The water resistance layers 91 of the water resistance units 9 are respectively formed on the inner layer 11 of the first substrate 1 and the inner layer 11 of the second substrate 2. The water resistance layer 91 of each of the water resistance units 9 is made of an organic material and an inorganic material, and is moisture impermeable. The organic material may be hexamethyldisiloxane. The inorganic material may be one of metal nitride, metal oxide and metal nitrogen oxide. The water resistance layer 91 of each of the water resistance units 9 has a thickness ranging from 5 nm to 200 nm, and can prevent the moisture from penetrating through the first substrate 1 and the second substrate 2 and affecting the excitation layer 3.

The combination layer 92 of each of the water resistance units 9 is disposed between the excitation layer 3 and the water resistance layer 91 of each of the resistance units 9, and is made of an organic material. In certain embodiments, the combination layer 92 of each of the water resistance units 9 is made of methyl methacrylate, epoxy methacrylate, epoxy acrylates, bisphenol A ethoxylate dimethacrylate, hexanediol diacrylate, bisphenol A epoxy acrylate, and combinations thereof. The combination layers 92 of the water resistance units 9 function to increase adhesion between the water resistance layers 91 of the water resistance units 9 and the excitation layer 3, and also may prevent moisture from penetrating through the first substrate 1 and the second substrate 2. The combination layer 92 of each of the water resistance units 9 has a thickness of around 1 μm.

The combination layers 92 of the water resistance units 9 are formed by coating and thermal curing. The water resistance layers 91 of the water resistance units 9 are formed by a sputtering technique. It is worth mentioning that the bonding formed between the organic and inorganic materials during sputtering may ensure that the water resistance layers 91 are less likely to crack, thereby providing superior water-resistant property.

Moisture may adversely affect the service life of the quantum structure light-emitting module. After long-term exposure to moisture, the efficiency of the excitation layer 3 may be decreased due to cracking. The water resistance layers 91 and the combination layers 92 of the water resistance units 9 not only attach well to the excitation layer 3, but provide a water-resistant property to the excitation layer 3. In addition, the overall thickness of the water resistance units 9 are controlled so as not to add too much volume to the quantum structure light-emitting module.

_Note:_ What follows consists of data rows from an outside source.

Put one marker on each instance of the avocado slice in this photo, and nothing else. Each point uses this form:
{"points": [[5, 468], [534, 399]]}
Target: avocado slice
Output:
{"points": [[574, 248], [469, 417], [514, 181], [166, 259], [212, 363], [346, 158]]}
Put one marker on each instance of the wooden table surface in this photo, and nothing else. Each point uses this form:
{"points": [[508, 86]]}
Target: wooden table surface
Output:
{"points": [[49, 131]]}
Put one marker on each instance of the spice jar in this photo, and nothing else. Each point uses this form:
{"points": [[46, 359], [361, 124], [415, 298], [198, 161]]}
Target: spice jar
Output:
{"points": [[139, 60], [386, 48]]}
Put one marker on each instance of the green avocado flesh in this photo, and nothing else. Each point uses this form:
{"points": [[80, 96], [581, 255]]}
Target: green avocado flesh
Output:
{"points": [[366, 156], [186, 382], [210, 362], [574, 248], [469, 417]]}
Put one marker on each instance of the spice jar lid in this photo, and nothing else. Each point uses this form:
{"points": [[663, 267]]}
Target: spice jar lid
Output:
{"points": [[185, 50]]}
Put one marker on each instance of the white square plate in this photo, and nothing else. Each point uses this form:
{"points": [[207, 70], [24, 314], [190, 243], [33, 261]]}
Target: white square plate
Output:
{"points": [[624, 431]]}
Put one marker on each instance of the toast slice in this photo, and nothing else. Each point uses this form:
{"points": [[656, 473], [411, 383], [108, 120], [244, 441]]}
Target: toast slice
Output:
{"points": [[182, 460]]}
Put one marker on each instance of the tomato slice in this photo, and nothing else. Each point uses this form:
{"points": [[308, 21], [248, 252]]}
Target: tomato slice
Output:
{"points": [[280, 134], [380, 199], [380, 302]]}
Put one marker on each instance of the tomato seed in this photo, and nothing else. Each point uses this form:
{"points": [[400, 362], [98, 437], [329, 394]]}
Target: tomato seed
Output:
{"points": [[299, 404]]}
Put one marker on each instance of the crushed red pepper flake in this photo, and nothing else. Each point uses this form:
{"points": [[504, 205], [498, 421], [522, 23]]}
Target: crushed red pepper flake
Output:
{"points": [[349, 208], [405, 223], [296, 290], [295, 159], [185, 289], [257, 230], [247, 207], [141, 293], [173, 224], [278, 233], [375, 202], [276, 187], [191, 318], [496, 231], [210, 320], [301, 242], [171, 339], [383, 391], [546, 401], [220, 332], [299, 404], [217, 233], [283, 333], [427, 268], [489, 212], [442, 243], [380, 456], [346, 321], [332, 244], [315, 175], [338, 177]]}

It should be noted that, based on practical requirements, one of the water resistance units 9 may be omitted. The water resistance units 9 may also be adapted to the second embodiment, where the water resistance units 9 may be respectively disposed between the first microstructures 14 and the excitation layer 3, and between the second microstructures 15 and the excitation layer 3.

In case of the first substrate 1 and/or the second substrate 2 having a multi-layered structure, only the inner layer 11 is placed in a reaction chamber which is subjected to evacuation, followed by formation of the water resistance unit 9 on the inner layer 11 in vacuum, and then the buffer layer 12 and the outer layer 13 may be disposed on and bonded to the inner layer 11 opposite to the water resistance unit 9 outside the reaction chamber. In such a manner, the quantum structure light-emitting module can be manufactured economically and time efficiently.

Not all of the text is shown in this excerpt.